Dos caricaturas

Entre la crueldad y el exceso de humor hay una delgada línea que convierte la sátira en herida. En las últimas semanas vi dos caricaturas —una de ‘Patán’ y otra de ‘Chócolo’— que tomaron como blanco el repudiable atentado sicarial contra el senador y precandidato Miguel Uribe Turbay, ocurrido el 7 de junio de 2025.

El primero fue ‘Patán’, quien hizo una adaptación de un capítulo de Los Simpson en la que descubren, por medio de una radiografía, que Homero tiene alojado un crayón en el cerebro, una alusión de pésimo gusto, que trivializa un hecho deleznable, aunque después el autor expresó una disculpa pública, comentando que su intención no era otra que advertir sobre el peligro del porte de armas en una sociedad violenta como la colombiana. El turno después fue para ‘Chócolo’, que publicó un dibujo bajo y vil, en el que se burla “indirectamente” de una persona que en este momento lucha por vivir.

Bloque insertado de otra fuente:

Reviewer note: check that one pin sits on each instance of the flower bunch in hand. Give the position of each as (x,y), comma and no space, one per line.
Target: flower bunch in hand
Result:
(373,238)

A este segundo no le he visto expresión alguna de arrepentimiento.

Estos dos casos recientes (porque hay miles) ejemplifican un desafío que vive nuestra actual democracia: el ejercicio de la libertad de expresión no debería convertirse en un cheque en blanco para “decir lo que se nos dé la gana” sin reparar en el impacto sobre quienes sufren el suceso. La libertad de expresión —consagrada en la Declaración Universal de Derechos Humanos de 1948 como pilar de toda sociedad libre— implica también una responsabilidad ética. Cuando el humor busca denunciar, debería tomarse más en serio el hecho de entender el dolor de la víctima.

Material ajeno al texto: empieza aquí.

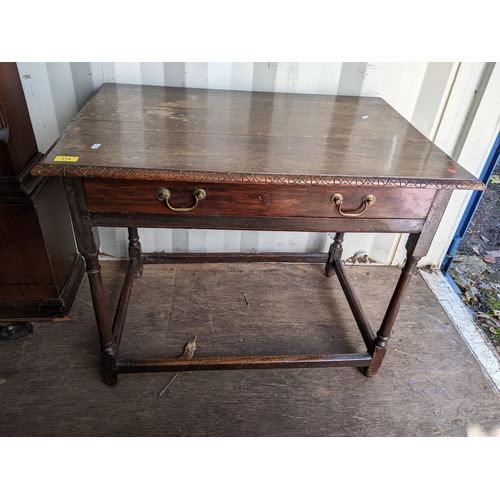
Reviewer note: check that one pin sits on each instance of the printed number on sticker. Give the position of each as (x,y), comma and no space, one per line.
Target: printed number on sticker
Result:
(66,158)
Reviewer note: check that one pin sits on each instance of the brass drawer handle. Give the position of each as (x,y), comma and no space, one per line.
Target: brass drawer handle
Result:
(337,199)
(163,194)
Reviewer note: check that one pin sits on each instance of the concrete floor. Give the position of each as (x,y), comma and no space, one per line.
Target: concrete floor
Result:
(429,385)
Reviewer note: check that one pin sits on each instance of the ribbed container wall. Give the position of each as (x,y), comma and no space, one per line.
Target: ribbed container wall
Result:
(434,97)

Por supuesto que esto no se trata de coartar el humor ni la crítica; al contrario, la sátira política ha sido históricamente un instrumento poderoso para cuestionar el poder. Pero reducir un intento de asesinato a un chiste crudo, sin un contexto claro que nos cuestione, equivale a banalizar el uso de la violencia en la arena pública. El problema no es la ofensa, pues esta es parte intrínseca del humor, sino la falta de propósito más allá de herir.

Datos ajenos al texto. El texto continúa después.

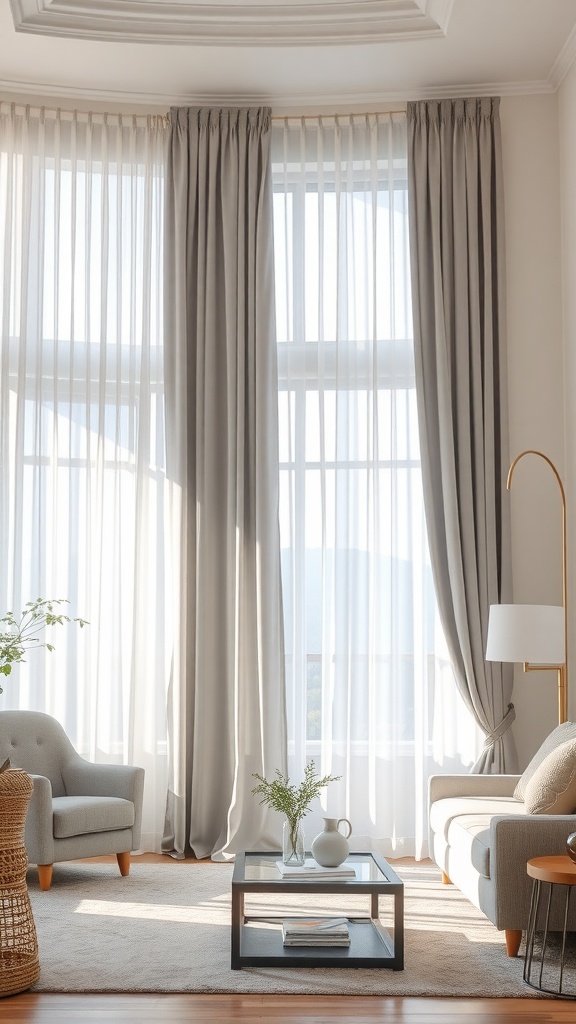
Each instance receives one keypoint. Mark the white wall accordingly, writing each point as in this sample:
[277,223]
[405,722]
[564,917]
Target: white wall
[531,162]
[567,130]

Disfrutar, sí, disfrutar de la libertad de expresión es un logro colectivo que nos diferencia como sociedad democrática (en Corea del Norte, por ejemplo, un caricaturista crítico no alcanzaría a publicar dos veces). Con él, sobra el derecho a la polémica y a la irreverencia; pero, justamente por ello, somos acreedores de una responsabilidad mayor: medir el mensaje, sopesar las posibles heridas y preguntarnos siempre “¿qué gana la sociedad con esto?”. La caricatura puede golpear más fuerte que la palabra; y reírse a costa del dolor y la vida ajenos es, en mi opinión, la constatación de una inteligencia pobre y mediocre.

La libertad de expresión es una conquista que demanda empatía y altura en lo que decimos, sea favorable o crítico. Si no aprendemos a ejercerla con un propósito real, terminaremos confundiendo la violencia con expresión, la herida con irreverencia y la deshumanización con libertad.